In early March, US President Donald Trump announced plans to impose a 25% tariff on steel imports, and a 10% tariff on aluminium, in a move to protect and revive the American steel industry. After indications by Canada and the EU, among other countries, that retaliatory measures would be considered, with the EU also making public a list of products upon which tariffs may be imposed, the US have since announced that Canada, Mexico, Europe, Australia, Argentina, Brazil and South Korea will be temporarily exempt from the tariffs. Following the initial announcement of the steel tariff, China announced its own range of tariffs to be imposed on over $3 billion worth of US goods, including fresh fruit, wine and pork. The US has now announced a list of additional tariffs to be imposed on over $60 billion worth of Chinese imports, sparking fears of a so-called “trade war”. Temporary exemptions granted to some countries were conditional on their implementing measures that would assist the US address its trade deficit by 1 May. Negotiations concerning the detail of the measures are ongoing.


4.EU “Blacklist” of Non-Cooperative Jurisdictions

In March, three countries were removed and a further three countries added to the EU’s list of non-cooperative jurisdictions in taxation matters aimed at promoting tax good governance and minimising tax avoidance. Nine countries now remain on the list: American Samoa, Bahamas, Guam, Namibia, Palau, Samoa, Saint Kitts and Nevis, Trinidad and Tobago and the US Virgin Islands.
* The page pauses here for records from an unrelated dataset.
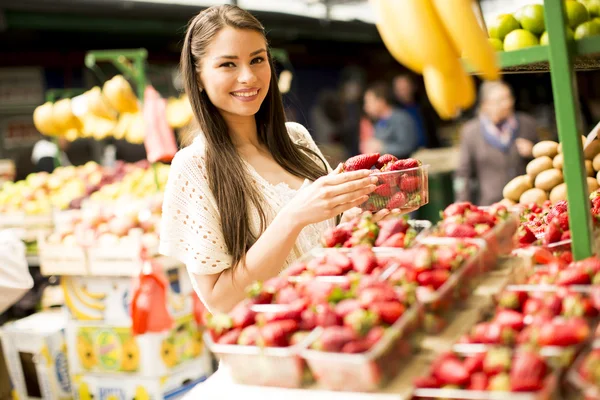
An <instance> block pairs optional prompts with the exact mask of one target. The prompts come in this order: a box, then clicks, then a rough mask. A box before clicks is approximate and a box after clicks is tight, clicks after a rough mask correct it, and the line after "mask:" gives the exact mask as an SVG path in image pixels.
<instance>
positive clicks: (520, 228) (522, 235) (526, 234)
mask: <svg viewBox="0 0 600 400" xmlns="http://www.w3.org/2000/svg"><path fill="white" fill-rule="evenodd" d="M517 240H518V242H519V245H521V246H528V245H530V244H532V243H533V242H535V241H536V240H537V238H536V237H535V235H534V234H533V232H531V229H529V228H528V227H526V226H525V225H521V226H519V228H518V230H517Z"/></svg>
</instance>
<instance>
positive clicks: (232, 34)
mask: <svg viewBox="0 0 600 400" xmlns="http://www.w3.org/2000/svg"><path fill="white" fill-rule="evenodd" d="M200 80H201V85H202V88H203V89H204V90H205V91H206V94H207V96H208V98H209V99H210V101H211V102H212V103H213V104H214V105H215V107H217V108H218V109H219V111H220V112H221V114H222V115H223V117H224V118H227V117H233V116H253V115H254V114H256V113H257V112H258V110H259V108H260V105H261V104H262V102H263V100H264V99H265V96H266V95H267V92H268V91H269V83H270V82H271V68H270V67H269V62H268V60H267V45H266V43H265V39H264V37H263V36H262V35H261V34H260V33H258V32H255V31H252V30H244V29H235V28H231V27H225V28H223V29H221V31H219V33H217V35H216V36H215V37H214V39H213V40H212V42H211V43H210V44H209V45H208V47H207V49H206V55H205V56H204V58H203V59H202V62H201V72H200Z"/></svg>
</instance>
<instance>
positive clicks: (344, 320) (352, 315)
mask: <svg viewBox="0 0 600 400" xmlns="http://www.w3.org/2000/svg"><path fill="white" fill-rule="evenodd" d="M378 322H379V317H378V315H377V314H375V313H373V312H371V311H367V310H363V309H362V308H360V309H358V310H354V311H352V312H351V313H350V314H348V315H346V316H345V317H344V326H347V327H348V328H351V329H352V330H353V331H354V332H356V333H357V334H358V335H360V336H365V335H366V334H367V333H368V332H369V331H370V330H371V328H373V327H374V326H375V325H376V324H377V323H378Z"/></svg>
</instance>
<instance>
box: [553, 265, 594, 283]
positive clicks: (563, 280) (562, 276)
mask: <svg viewBox="0 0 600 400" xmlns="http://www.w3.org/2000/svg"><path fill="white" fill-rule="evenodd" d="M590 283H591V279H590V275H589V274H588V273H587V272H585V271H584V270H582V269H579V268H569V269H565V270H563V271H560V272H559V274H558V277H557V278H556V284H557V285H561V286H570V285H589V284H590Z"/></svg>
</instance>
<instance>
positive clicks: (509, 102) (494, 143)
mask: <svg viewBox="0 0 600 400" xmlns="http://www.w3.org/2000/svg"><path fill="white" fill-rule="evenodd" d="M479 102H480V106H479V114H478V115H477V117H475V118H473V119H472V120H470V121H468V122H467V123H466V124H465V125H464V126H463V128H462V132H461V138H460V164H459V167H458V169H457V171H456V184H457V193H456V194H457V200H458V201H471V202H473V203H476V204H479V205H483V206H485V205H490V204H493V203H495V202H498V201H500V200H502V189H503V188H504V186H505V185H506V184H507V183H508V182H509V181H510V180H511V179H513V178H515V177H517V176H519V175H523V174H525V167H526V166H527V163H528V162H529V161H530V160H531V157H532V153H531V152H532V148H533V144H534V143H535V142H537V140H538V134H537V129H536V123H535V120H534V119H533V118H532V117H530V116H528V115H525V114H521V113H515V110H514V98H513V95H512V92H511V90H510V88H509V87H508V85H506V84H505V83H503V82H484V83H483V84H482V85H481V89H480V92H479Z"/></svg>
On 21 March, the Commission also published guidelines identifying countermeasures for the movement of EU funds through countries identified as non-cooperative tax jurisdictions. The guidelines detail the relevant legislation concerning transfers of EU monies in relation to non-cooperative jurisdictions, and provides a framework for assessing the risks of tax avoidance in projects involving entities in these jurisdictions. The legislation requires that EU funds do not support projects that contribute to tax avoidance, and that funding is routing according to good governance taxation standards.

5.BEPS Updates

In a significant milestone for the BEPS project, the OECD announced that the BEPS multilateral tax treaty instrument (“MLI”) will enter into force on 1 July 2018. This follows from the deposit of the fifth instrument of ratification by Slovenia. The other ratifying countries are Austria, the Isle of Man, Jersey and Poland. The multilateral tax treaty allows jurisdictions to update their existing double tax treaties and transpose measures agreed in the BEPS project without further need for bilateral negotiations.

Following on from BEPS Action 7 and the changes made to Article 5 of the OECD Model Tax Convention, the OECD has also published a report setting out guidance on how profit attribution rules should apply to permanent establishments. The guidance establishes high-level general principles concerning structures for sale of goods, online advertising and procurement, as well as guidance concerning permanent establishment and attributions of profits arising from anti-fragmentation rules.

Also in March, the OECD published Stage 1 Peer Review Reports assessing tax dispute resolution practices in Czech Republic, Denmark, Finland, Korean, Norway, Poland, Singapore and Spain. The reports examine compliance with best practice standards established in Action 14 of the BEPS plan concerning resolution of taxation disputes. The OECD has also now called for submissions concerning the 5th round of peer reviews relating to Estonia, Greece, Hungary, Iceland, Romania, Slovak Republic, Slovenia and Turkey, to be provided via completion of a taxpayer input questionnaire, with a deadline of 9 April 2018.